A desolate courtyard surrounded by fields of mournful graves is all that remains of an ancient shrine to the Sikh faith`s founder Guru Nanak inside a sprawling Muslim cemetery in Baghdad.

Baghdad: A desolate courtyard surrounded by
fields of mournful graves is all that remains of an ancient
shrine to the Sikh faith`s founder Guru Nanak inside a
sprawling Muslim cemetery in Baghdad.

War, insurgents or looters have wiped any trace of a
historical footnote that had preserved the memory of the
Indian holy man`s 16th-century journey through Arabia and his
stay in Baghdad, hailed by Sikhs as an early example of
inter-faith dialogue.

"No one visits anymore," lamented Abu Yusef, the lean and
bearded Muslim caretaker, standing in the nearly-bare patio
where a disorderly stack of broken electric fans and a
discarded refrigerator replace the prayer books and articles
of Sikh worship that had furnished a shrine whose modesty
mirrored the apparent humility of the man it honoured.

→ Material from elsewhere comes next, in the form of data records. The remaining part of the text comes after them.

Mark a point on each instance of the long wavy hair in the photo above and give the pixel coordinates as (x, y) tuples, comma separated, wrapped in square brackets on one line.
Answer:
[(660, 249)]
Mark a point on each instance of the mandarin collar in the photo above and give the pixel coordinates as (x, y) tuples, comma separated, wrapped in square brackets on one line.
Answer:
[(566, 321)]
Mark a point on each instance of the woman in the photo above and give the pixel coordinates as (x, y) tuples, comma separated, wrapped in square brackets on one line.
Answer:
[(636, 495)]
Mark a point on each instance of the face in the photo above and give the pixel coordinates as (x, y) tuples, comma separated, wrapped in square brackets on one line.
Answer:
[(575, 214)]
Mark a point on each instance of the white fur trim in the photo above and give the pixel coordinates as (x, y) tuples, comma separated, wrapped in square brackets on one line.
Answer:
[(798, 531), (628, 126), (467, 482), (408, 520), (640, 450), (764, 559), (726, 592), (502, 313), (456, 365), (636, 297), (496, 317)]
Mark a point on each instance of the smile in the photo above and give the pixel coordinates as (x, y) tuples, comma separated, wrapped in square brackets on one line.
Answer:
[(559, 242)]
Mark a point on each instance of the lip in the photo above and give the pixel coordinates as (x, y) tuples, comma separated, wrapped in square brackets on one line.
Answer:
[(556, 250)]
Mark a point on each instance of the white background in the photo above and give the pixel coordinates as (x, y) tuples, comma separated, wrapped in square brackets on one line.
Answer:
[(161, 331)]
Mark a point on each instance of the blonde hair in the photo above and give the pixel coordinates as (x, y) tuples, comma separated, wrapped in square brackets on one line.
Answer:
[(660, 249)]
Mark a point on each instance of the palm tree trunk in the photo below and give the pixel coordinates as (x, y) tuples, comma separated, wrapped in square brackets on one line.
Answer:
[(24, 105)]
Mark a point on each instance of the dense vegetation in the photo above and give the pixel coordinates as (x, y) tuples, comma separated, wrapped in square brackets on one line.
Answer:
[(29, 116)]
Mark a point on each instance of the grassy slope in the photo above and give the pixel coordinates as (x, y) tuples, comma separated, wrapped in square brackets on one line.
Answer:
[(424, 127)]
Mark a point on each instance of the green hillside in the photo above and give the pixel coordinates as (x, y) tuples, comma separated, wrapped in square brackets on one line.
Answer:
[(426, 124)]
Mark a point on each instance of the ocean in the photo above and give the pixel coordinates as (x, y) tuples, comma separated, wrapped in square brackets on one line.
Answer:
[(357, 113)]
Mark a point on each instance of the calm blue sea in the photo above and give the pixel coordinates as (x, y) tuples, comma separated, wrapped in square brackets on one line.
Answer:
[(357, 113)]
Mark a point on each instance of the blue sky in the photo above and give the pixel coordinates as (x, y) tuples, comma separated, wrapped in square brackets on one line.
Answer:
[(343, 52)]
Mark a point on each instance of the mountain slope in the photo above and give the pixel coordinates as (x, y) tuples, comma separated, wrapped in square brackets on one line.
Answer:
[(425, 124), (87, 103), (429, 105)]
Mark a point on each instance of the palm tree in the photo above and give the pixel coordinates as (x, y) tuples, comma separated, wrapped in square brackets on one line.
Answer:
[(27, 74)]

"Before the war a few Sikh pilgrims would occasionally
arrive," Abu Yusef said, referring to the 2003 US-led invasion
that toppled ex-dictator Saddam Hussein and unleashed an
unending cycle of violence.

"Once or twice we even had Western tourists. Last year,
after a very long time, a Sikh man came from Dubai who
promised to return and rebuild the shrine. But since then,
nobody," he said with a resigned shrug of the shoulders.

When they came, the pilgrims would stay a night or two
and convert the shrine into a temple, Abu Yusef recalled.

"They slept in the courtyard, where they also cooked
large quantities of food to share after worship with whoever
came along," he remembered, pointing to the places in the
roofless, sun-beaten enclosure with whitewashed walls and a
plain concrete dais that had housed prayer books, painted
portraits of the guru and a prized stone plaque from the 16th
century.

What is known about the origins of the site, which lies
today inside central Baghdad`s expansive Sheikh Marouf
cemetery that adjoins a disused train station where decaying
railroad cars rest frozen on rusted tracks, is gleaned from
scant historical sources?

One is a Punjabi hymn by the poet and philosopher Bhai
Gurdaas, written several decades after the visit.